As I mentioned previously, I went to see Arcade Fire last week. Unfortunately it got off to a bad start when despite having an early access pass, I was let in slightly after the general admission crowd. I had paid a rather large amount for this pass and to say I was annoyed would be an understatement. Luckily when I finally got in, I cornered the organiser and he took my details and promised to take action on it. I made my way to the stage and managed to get myself a place on the barrier, albeit off to the left by the screens. The first three support acts were all entertaining enough to make the time pass, and I even got interviewed for a documentary about the gig (and my photo taken a few times as I was reading a book inbetween acts. Apparently this is not a normal sight!). Then came Mumford & Sons and oh my god, did they ever drag on. I have never much liked them as their music has too much banjo for me, but it seems that live they are even worse. Every song sounds exactly the same and I can tell you that an hour and 10 minutes of them is absolute torture! To make it even worse, it seemed that everyone around me was mostly there with the sole intent of seeing them, so I looked very out of place just standing still on the barrier while all around me the crowd went crazy for yet another banjo solo.
Finally Mumford & Sons were over, people around me actually left and I could unplug my ears. Now it was time for Arcade Fire, and the stage was decked out with bunting and a cinema-style marquee. They arrived onstage promptly and without fuss and immediately launched into the single ‘Ready To Start’, a song that I assumed everyone would know and love. Unfortunately for me, the crowd around me had minimal movement and the girls directly next to me on the barrier looked bored throughout the whole thing. I tried not to let it deter me, but it’s hard to feel like you can let go and enjoy yourself when no-one around you is moving. Luckily the band was on top form and the setlist was great. We even got the first live rendition of ‘Speaking In Tongues’ which was a nice bonus. I came away with the buzz of an amazing show, despite the boring crowd and access issues, and it’s had the problem of making me want more Arcade Fire gigs now. I may have to look into Edinburgh in September.
The setlist was:
Ready To Start
No Cars Go
Speaking In Tongues
Crown Of Love
The Suburbs (Continued)
Month Of May
Neighbourhood #2 (Laika)
We Used To Wait
Neighbourhood #3 (Power Out)
Keep The Car Running
Neighbourhood #1 (Tunnels)
Sprawl II (Mountains Beyond Mountains)
Here is a slightly rubbish photo from my temporary small camera.
The next day I received an email from the organiser of the early access passes offering his apologies for the confusion, and asking if I would like a VIP pass for the Wireless Festival Sunday date. Pulp, The Hives and free booze? I typed yes so quickly I almost broke my fingers.

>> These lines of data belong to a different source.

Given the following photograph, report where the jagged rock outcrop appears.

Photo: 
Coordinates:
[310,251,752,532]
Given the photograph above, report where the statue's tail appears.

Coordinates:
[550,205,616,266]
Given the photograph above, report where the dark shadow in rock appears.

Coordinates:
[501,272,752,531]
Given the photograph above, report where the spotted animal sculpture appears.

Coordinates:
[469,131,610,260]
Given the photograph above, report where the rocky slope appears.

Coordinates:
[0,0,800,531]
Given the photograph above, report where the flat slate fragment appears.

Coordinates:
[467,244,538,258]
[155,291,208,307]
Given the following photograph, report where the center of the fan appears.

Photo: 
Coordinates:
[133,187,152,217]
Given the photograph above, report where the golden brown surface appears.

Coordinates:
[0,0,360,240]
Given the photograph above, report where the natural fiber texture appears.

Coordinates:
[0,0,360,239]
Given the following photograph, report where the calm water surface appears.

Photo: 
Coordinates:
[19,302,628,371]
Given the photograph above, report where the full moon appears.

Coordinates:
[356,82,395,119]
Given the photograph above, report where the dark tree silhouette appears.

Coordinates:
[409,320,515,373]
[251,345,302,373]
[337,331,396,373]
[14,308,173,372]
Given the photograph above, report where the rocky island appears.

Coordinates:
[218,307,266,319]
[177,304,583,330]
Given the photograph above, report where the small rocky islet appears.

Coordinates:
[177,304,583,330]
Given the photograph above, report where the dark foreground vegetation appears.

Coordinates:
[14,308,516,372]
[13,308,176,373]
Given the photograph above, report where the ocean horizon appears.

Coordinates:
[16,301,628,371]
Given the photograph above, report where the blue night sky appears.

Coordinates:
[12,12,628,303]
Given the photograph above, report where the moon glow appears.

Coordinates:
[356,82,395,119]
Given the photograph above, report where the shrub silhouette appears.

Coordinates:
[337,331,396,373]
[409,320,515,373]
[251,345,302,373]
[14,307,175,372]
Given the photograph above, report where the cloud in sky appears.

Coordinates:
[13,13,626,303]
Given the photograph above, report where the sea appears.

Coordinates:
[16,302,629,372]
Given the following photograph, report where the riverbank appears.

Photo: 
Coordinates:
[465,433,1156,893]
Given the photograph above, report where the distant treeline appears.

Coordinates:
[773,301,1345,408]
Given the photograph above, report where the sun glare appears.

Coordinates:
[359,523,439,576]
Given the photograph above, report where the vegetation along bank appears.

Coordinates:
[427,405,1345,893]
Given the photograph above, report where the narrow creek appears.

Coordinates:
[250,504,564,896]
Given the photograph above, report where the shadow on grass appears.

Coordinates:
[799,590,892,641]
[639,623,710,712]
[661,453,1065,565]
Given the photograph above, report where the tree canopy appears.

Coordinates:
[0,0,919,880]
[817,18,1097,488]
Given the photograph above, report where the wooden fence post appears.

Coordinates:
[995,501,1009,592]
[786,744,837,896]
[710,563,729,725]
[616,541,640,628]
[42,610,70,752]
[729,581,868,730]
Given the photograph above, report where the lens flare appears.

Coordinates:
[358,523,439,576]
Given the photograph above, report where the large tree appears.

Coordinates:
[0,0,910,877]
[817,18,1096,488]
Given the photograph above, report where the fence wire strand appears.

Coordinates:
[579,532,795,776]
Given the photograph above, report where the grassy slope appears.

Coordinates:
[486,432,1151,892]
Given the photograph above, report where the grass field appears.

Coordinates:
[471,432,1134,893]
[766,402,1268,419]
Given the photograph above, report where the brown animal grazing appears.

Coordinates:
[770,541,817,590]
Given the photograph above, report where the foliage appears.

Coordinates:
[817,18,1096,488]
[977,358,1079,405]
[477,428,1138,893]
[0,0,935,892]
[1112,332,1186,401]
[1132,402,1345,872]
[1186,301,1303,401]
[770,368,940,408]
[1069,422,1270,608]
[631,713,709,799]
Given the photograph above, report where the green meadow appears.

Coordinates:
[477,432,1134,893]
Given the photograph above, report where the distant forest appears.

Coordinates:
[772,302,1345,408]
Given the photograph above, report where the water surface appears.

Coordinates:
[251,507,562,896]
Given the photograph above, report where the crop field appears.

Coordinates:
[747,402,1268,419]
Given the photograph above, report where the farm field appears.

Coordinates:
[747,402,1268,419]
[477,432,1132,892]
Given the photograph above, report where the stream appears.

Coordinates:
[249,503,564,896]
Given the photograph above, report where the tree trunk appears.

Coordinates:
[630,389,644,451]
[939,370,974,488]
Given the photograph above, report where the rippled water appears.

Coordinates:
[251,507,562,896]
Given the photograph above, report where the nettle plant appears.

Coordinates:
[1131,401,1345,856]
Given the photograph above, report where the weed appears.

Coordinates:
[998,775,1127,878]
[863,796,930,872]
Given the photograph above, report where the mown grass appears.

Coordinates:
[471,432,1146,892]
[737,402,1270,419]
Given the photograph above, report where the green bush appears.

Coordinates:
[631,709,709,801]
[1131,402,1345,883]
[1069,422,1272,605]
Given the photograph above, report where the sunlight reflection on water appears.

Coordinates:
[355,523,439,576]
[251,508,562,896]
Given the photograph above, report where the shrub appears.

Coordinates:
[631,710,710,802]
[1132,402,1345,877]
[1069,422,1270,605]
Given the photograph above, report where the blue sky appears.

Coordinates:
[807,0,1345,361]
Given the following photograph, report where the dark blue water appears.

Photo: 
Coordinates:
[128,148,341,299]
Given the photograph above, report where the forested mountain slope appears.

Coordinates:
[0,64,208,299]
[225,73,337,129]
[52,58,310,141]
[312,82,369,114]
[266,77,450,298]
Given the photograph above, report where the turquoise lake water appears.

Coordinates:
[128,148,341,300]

I have to say, having VIP access to a festival has given me the taste for it now! It was lovely to have a free bar and nice toilets to retreat to. I also managed to get in a few choice bands, including Yuck, Metronomy, The Horrors, The Hives and Foals. Pulp were the headliners and they were really quite incredible. Jarvis still leaps around the stage like a man twenty years his junior, climbing the speakers and tossing out casual quips to the crowd. The setlist was near perfect as well, with a great mix of hits and rarities to keep the more die-hard fans satisfied. The only thing that would have made it better was seeing it with my friends, and luckily I will when they headline Reading in August.